What about the laptop? With beefier specs and the ability to run Modern Warfare 2 full clip without a hiccup, it should have been able to handle what Homefront would throw at it. Nope. It experienced the same problems.
Add to those technical problems issues like getting stuck on invisible walls, not being able to jump or vault over low obstacles, the game freezing up periodically, on-screen prompts that tell you the alternate button for interaction instead of the primary, the game forgetting your invert mouse settings (correctable by inverting the controller settings, which I wasn't even using), dialogue getting clipped short (better turn on subtitles if you want to know what's going on), friendly AI getting in your way often and taking the best cover points, the constant use of monster closets, and frequent scripted scene issues where you have to wait for an arbitrary event or dialogue before moving forward.
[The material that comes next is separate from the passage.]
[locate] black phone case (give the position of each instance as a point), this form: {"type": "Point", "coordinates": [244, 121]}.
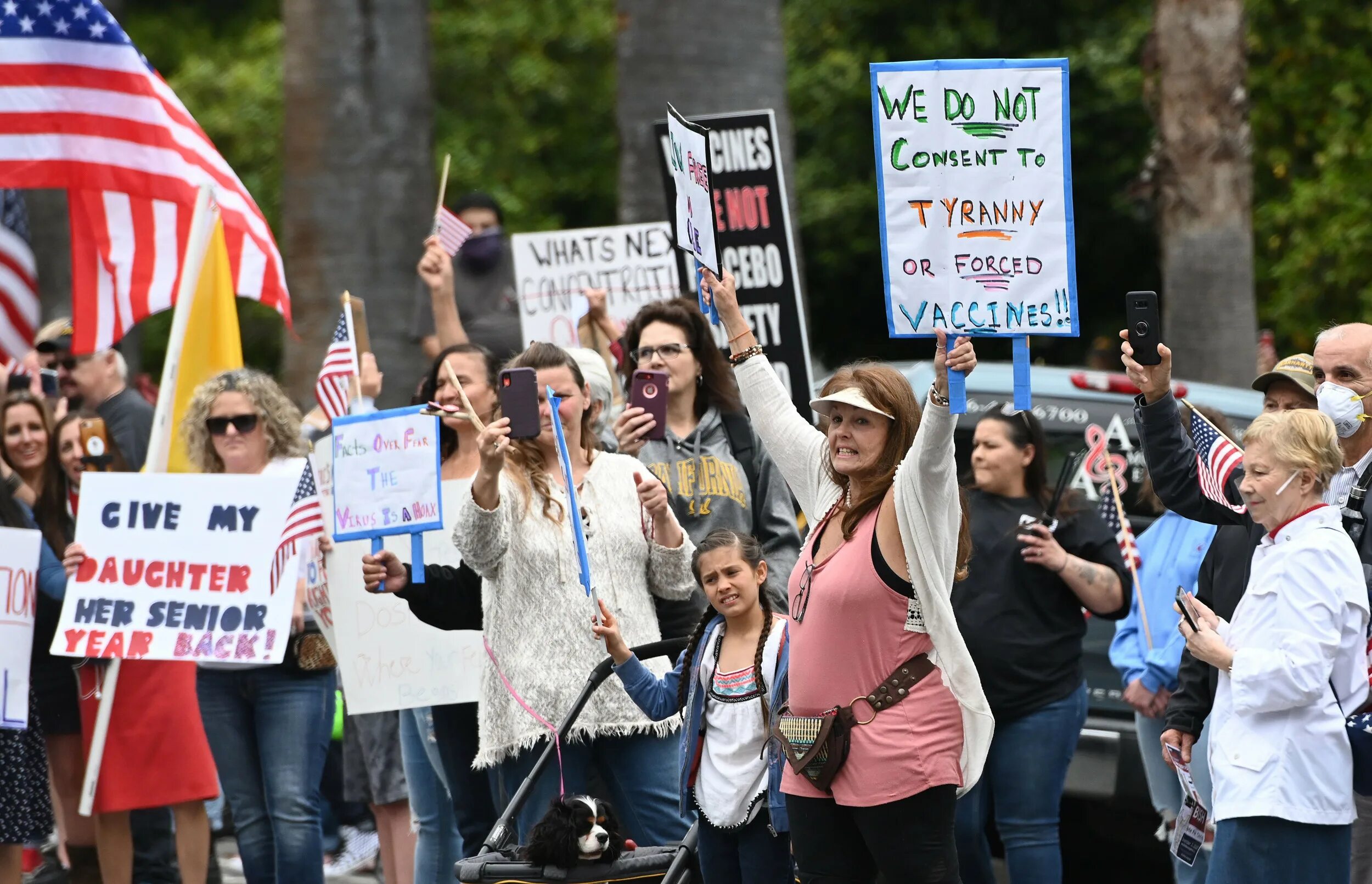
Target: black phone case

I found the game difficult to run via Steam after installing, with regular errors coming up on first run, possibly caused by antivirus programs or Windows user account control. Hopefully yours won't have similar problems, but be prepared to improvise and/or spend some time with Google or the Steam forums to make the game work properly.
For the sake of comparison and to see if the same horrible technical problems persisted across platforms, I tried it out on PlayStation 3. It ran much more smoothly, but still probably 30fps instead of the steady 60fps of Activision's behemoth military shooter franchise. The game froze on me during the campaign once in three missions, and twice more in several hours of multiplayer. At one point in PS3 multiplayer, I signed in at level 27, and when I joined a game, I was suddenly maxed out at level 75. It's been that way ever since. I don't really mind being saved all that time of grinding levels, but it's still weird. All in all, Homefront is an experience that could use polish, but it performed much better on standardized console hardware.
I have a hard time recommending the PC version of Homefront. It's a decent game with a unique take on world events, and its fresh and fun new ideas for two-mode, bot-less, online only multiplayer kept me coming back long after I'd waved adieu to the single-player portion, but the performance and playability on this platform is far eclipsed by the stability found on consoles.